JAKARTA- Gerakan anti mazhab semakin meluas terutama di media sosial. Indoktrinasi kelompok tertentu mudah ditemukan di media sosial. Hal itu membuat Rais syuriah PCI NU Australia-New Zealand Nadirsyah Hosen angkat bicara.
Nadirsyah mengatakan gerakan anti mazhab yang secara tidak langsung menuduh para imam mahzab, penulis kitab tafsir dan syarh hadis tidak berpegang pada al Quran dan Hadis merupakan kejahiliyahan abad modern. Menurutnya ahli fiqh justru berpegang kukuh pada Qur’an dan Hadis.

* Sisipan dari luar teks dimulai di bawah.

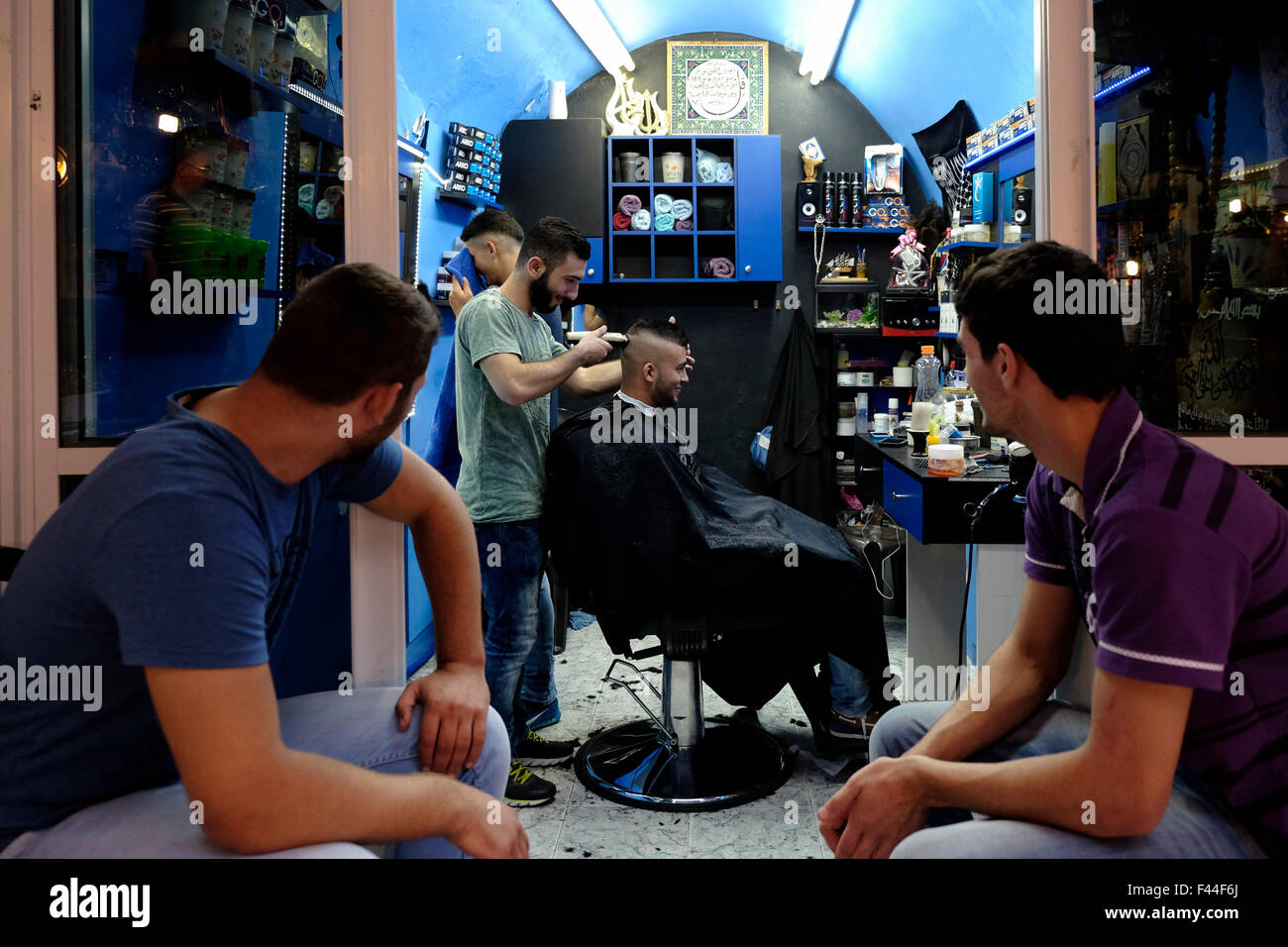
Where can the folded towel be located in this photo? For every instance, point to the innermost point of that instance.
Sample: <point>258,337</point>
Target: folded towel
<point>706,166</point>
<point>717,266</point>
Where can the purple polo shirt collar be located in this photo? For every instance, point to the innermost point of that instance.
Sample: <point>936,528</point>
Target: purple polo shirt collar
<point>1109,445</point>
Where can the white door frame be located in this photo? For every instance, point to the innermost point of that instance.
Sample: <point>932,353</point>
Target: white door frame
<point>29,316</point>
<point>376,564</point>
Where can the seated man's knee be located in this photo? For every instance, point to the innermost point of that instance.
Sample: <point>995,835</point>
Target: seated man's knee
<point>900,728</point>
<point>493,764</point>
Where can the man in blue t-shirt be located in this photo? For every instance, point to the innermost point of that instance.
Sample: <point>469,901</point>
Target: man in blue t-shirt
<point>134,631</point>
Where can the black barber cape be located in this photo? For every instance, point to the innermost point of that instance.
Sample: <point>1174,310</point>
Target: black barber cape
<point>798,471</point>
<point>639,528</point>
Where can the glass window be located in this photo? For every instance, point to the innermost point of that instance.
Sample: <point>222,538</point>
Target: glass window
<point>202,142</point>
<point>1192,138</point>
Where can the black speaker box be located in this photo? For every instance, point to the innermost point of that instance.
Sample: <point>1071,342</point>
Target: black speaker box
<point>809,201</point>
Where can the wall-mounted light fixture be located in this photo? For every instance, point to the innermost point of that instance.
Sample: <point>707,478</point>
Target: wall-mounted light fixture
<point>596,33</point>
<point>825,31</point>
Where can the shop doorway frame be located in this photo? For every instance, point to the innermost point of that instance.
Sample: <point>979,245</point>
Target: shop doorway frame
<point>31,462</point>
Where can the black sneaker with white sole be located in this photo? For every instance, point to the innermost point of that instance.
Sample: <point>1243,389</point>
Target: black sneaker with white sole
<point>537,751</point>
<point>526,789</point>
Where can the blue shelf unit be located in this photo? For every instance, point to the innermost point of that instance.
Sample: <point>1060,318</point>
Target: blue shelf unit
<point>748,235</point>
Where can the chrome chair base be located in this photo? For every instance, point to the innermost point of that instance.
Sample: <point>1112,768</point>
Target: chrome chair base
<point>636,764</point>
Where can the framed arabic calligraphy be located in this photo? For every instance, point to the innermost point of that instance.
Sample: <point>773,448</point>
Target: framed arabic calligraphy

“Semua pendapat dalam fiqh merupakan hasil pemahaman mereka terhadap Qur’an dan Hadis. Karena itu umat harus paham keduanya sebelum belajar fiqh,” tulis kata Nadirsyah di media sosialnya menjawab gerakan anti mazhab, Kamis (4/5).
Ia bercerita pernah menanyakan ayahandanya yang lulusan Fakultas Syariah Al-Azhar Kairo, Mesir. Menurutnya buat ahli fiqh, mereka tidak perlu kembali kepada al-Qur’an dan Hadis karena mereka memang tidak pernah meninggalkan keduanya.
“Belajar fiqh itu tidak hanya menghafal halal-haram berdasarkan opini mazhab, tapi juga belajar bagaimana menggali hukum dari kedua kitab suci itu. Maka para ulama mengeluarkan seperangkat kaidah sebagai alat bantu untuk ber-istinbath. Inilah yang disebut Ushul al-Fiqh,” jelasnya.
Bagaimana dengan perbedaan pendapat dikalangan ulama? Ia mengatakan perbedaan pendapat dalam fiqh itu hal biasa. Para ulama, ia menambahkan berbeda pendapat justru karena ayat dan hadis membuka peluang terjadinya keragaman. Menurutnya diskusi di kalangan ulama itu juga biasa saja dan ini wajar-wajar saja.
“Yang tidak wajar itu mencaci maki ulama tanpa argumentasi apapun dan menuduh mereka sesat telah keluar dari al-Qur’an dan Hadis. Masak mengatakan ulama ngawur hanya dengan modal copas terjemahan ayat dan hadis,” tegas Nadirsyah.
Nadirsyah mengajak kepada pendukung anti mazhab untuk membuka kitab fiqh yang ditulis para imam mazhab, dimana ia memastikan akan menemui penuh kutipan al-Qur’an dan Hadis. “Anda periksa argumentasi mereka, maka akan anda temukan bagaimana mereka mengajukan pendapat berdasarkan wajah istidlal dari Nash al-Qur’an dan Hadis,” katanya.
Ia menjelaskan ketika ulama fiqh melakukan tarjih (memilih pendapat yang paling kuat) mereka juga memeriksa semua dalil yang adat tidak seenaknya saja mengeluarkan pendapat. “Jadi kalau ada yang bilang ulama gak punya dalil dari al-Qur’an dan Hadis atau kitab fiqh tidak berdasarkan Qur’an dan Hadis, saya pastikan orang yang bilang begitu itu masuk kategori jahil murakkab (tidak tahu kalau dirinya itu tidak tahu apa-apa),” pungkasnya.